Leasing a COW is perhaps the most cost-effective way to try the technology. A vendor like HP, for example, charges between $900 and $1,200 per month for a three-year term. This option gives schools the opportunity to refresh the technology at the end of the lease term. Instead of being stuck with old computers, customers can get brand new stuff without worrying about disposing of the previous technology. Under this strategy, COWs shift from the capital equipment column on the ledger sheet to the column that charts operating expenses. This shift helps even the most fiscally conservative districts manage their budgets a little more easily.
Matt Villano is a California-based freelance writer who specializes in educational technology.
Case Study: COWs in Action
Computers on wheels are all the rage at the Red Hook Central School District in Dutchess County, N.Y., where school officials recently shifted the delivery of instructional technology from fixed desktop computer labs to mobile laptop labs. The transition to mobile computing began in 2001, when Donna Seelbach, Red Hook's director of technology, set out to get more from district computer resources. The solution: wireless laptop carts from EarthWalk Communications.
Today, at the elementary and high schools, where class sizes are limited to 25 students, an EarthWalk mobile lab that can house as many as 32 EarthWalk eBuddy laptops facilitates one-to-one computing. With each student able to use a laptop during class time, the benefits are twofold: immediate access to resources and more effective use of instructional time. At Red Hook High School, two labs housing 30 eBuddy laptops each benefit approximately 750 students, and a third lab with 5 eBuddy laptops is shared among the resource rooms. At Mill Road Elementary School, a mobile lab housing 27 eBuddy laptops serves just over 500 students in grades three through five.
According to Seelbach, the ability to roll a computer lab into any classroom, plug it in to just one outlet, and instantaneously create a complete computer-based learning environment for students is adding a new dimension to academic life in Red Hook schools. "Teachers have their students working on the laptops in just about all subject areas and are creating exciting curriculum-based projects using the laptops and Internet," she says. "Instead of [teachers] having to bring students to the technology, the technology comes to them."
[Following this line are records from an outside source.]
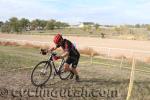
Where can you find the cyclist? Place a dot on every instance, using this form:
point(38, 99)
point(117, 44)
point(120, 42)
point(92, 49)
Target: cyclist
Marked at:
point(70, 52)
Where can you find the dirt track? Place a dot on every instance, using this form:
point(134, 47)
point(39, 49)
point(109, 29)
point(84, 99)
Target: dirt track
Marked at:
point(96, 43)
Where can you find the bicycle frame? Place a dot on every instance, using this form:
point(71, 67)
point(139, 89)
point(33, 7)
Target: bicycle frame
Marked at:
point(50, 60)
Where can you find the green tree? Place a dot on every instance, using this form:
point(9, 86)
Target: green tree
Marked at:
point(1, 23)
point(15, 25)
point(50, 25)
point(96, 26)
point(24, 23)
point(6, 27)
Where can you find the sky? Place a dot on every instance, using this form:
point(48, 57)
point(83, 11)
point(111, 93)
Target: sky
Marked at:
point(76, 11)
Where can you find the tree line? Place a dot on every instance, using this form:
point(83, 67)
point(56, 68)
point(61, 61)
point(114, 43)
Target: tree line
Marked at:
point(22, 25)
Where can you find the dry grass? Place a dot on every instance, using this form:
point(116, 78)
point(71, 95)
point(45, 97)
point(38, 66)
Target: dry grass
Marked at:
point(120, 57)
point(147, 60)
point(7, 43)
point(89, 51)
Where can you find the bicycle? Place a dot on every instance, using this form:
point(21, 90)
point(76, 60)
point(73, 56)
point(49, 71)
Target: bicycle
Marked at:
point(45, 71)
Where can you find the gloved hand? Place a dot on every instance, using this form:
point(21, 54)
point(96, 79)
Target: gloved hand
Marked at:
point(52, 49)
point(43, 51)
point(56, 58)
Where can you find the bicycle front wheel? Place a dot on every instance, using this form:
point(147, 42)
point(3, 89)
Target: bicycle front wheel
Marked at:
point(41, 73)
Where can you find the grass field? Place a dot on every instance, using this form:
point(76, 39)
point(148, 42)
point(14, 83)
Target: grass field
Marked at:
point(105, 78)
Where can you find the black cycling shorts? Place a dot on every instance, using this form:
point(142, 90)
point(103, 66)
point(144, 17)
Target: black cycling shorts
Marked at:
point(74, 61)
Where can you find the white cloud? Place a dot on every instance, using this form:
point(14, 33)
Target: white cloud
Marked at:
point(108, 11)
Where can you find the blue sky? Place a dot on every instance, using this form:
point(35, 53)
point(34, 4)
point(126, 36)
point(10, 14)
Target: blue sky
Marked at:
point(75, 11)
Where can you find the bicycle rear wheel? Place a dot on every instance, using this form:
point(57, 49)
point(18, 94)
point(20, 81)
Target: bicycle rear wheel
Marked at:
point(41, 73)
point(62, 74)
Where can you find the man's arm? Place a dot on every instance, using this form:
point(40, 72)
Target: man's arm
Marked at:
point(65, 54)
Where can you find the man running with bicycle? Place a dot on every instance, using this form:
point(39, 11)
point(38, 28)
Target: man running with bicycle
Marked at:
point(70, 53)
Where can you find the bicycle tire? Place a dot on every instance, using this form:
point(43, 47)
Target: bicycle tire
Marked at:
point(44, 82)
point(61, 73)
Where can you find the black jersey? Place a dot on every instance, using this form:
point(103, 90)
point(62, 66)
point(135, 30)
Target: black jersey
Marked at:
point(69, 47)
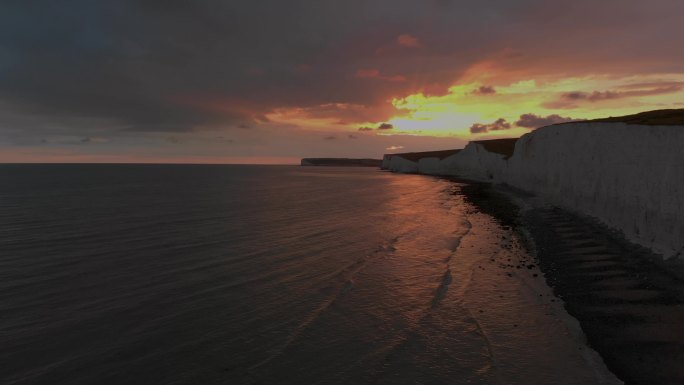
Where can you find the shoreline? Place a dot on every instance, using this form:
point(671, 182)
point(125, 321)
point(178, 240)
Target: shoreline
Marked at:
point(627, 301)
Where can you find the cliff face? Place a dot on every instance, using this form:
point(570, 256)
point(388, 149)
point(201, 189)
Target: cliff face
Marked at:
point(630, 176)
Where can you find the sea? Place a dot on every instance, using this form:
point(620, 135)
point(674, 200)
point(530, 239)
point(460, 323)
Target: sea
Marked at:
point(240, 274)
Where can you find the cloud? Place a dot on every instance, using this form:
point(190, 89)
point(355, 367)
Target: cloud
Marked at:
point(375, 74)
point(381, 126)
point(407, 40)
point(367, 73)
point(634, 91)
point(485, 90)
point(497, 125)
point(535, 121)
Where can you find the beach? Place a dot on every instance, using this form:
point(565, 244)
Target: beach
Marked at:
point(628, 301)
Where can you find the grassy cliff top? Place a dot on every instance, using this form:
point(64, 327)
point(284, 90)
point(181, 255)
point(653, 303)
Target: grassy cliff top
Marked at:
point(416, 156)
point(674, 117)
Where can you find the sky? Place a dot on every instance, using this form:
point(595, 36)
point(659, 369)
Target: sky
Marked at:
point(272, 81)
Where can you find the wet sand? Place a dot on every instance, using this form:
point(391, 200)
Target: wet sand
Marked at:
point(628, 302)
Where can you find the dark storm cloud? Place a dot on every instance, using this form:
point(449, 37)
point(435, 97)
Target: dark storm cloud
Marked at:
point(176, 65)
point(485, 90)
point(498, 125)
point(646, 90)
point(535, 121)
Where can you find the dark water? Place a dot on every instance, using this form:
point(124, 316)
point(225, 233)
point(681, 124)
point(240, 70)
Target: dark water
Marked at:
point(149, 274)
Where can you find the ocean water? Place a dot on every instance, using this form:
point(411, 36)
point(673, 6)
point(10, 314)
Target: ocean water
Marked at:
point(172, 274)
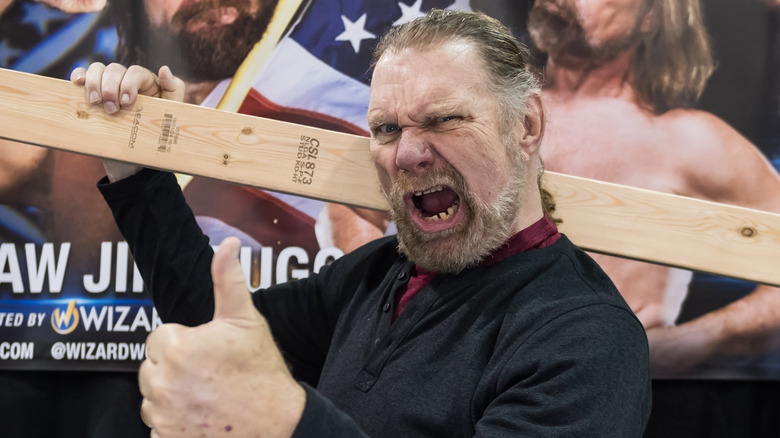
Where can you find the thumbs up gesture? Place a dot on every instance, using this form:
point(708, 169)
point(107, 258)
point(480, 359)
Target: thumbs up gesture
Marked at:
point(222, 378)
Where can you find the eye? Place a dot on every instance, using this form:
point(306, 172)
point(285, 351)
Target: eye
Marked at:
point(387, 128)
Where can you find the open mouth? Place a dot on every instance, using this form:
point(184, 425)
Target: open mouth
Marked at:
point(435, 208)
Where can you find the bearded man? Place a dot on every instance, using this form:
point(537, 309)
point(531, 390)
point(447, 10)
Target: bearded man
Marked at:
point(478, 319)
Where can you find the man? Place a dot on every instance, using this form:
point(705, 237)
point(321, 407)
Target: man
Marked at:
point(479, 318)
point(620, 90)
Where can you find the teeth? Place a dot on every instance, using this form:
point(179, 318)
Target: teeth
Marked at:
point(431, 190)
point(444, 215)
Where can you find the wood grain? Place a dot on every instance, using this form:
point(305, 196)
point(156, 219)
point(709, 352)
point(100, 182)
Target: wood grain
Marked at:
point(601, 217)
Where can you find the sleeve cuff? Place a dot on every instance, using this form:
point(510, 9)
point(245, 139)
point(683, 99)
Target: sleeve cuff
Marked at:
point(321, 418)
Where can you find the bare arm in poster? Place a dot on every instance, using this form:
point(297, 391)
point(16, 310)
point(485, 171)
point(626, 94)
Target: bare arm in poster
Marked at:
point(611, 121)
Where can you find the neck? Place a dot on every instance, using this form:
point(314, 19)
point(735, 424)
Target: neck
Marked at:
point(612, 79)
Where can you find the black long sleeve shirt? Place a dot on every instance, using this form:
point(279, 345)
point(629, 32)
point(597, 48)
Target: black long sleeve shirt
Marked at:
point(537, 344)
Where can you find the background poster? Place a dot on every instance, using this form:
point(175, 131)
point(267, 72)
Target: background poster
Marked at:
point(70, 299)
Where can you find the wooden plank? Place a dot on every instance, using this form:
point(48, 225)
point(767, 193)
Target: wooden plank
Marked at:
point(601, 217)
- Understand what a COW is all about. The last thing you want to do is buy something you can't master and incorporate into your curriculum.
- Familiarize yourself with the difference between wireless offered through a COW and regular old wireless. Generally, COWs offer more control.
- Do your research before buying the components of a COW separately. You might be able to save money with a package deal.
- Be aware of the challenges surrounding COWs. You'll have to train teachers how to use the technology, and proving ROI might be tough.
- Consider leasing as an alternative to buying a COW. Leasing lets you refresh the technology and get out if you don't like it.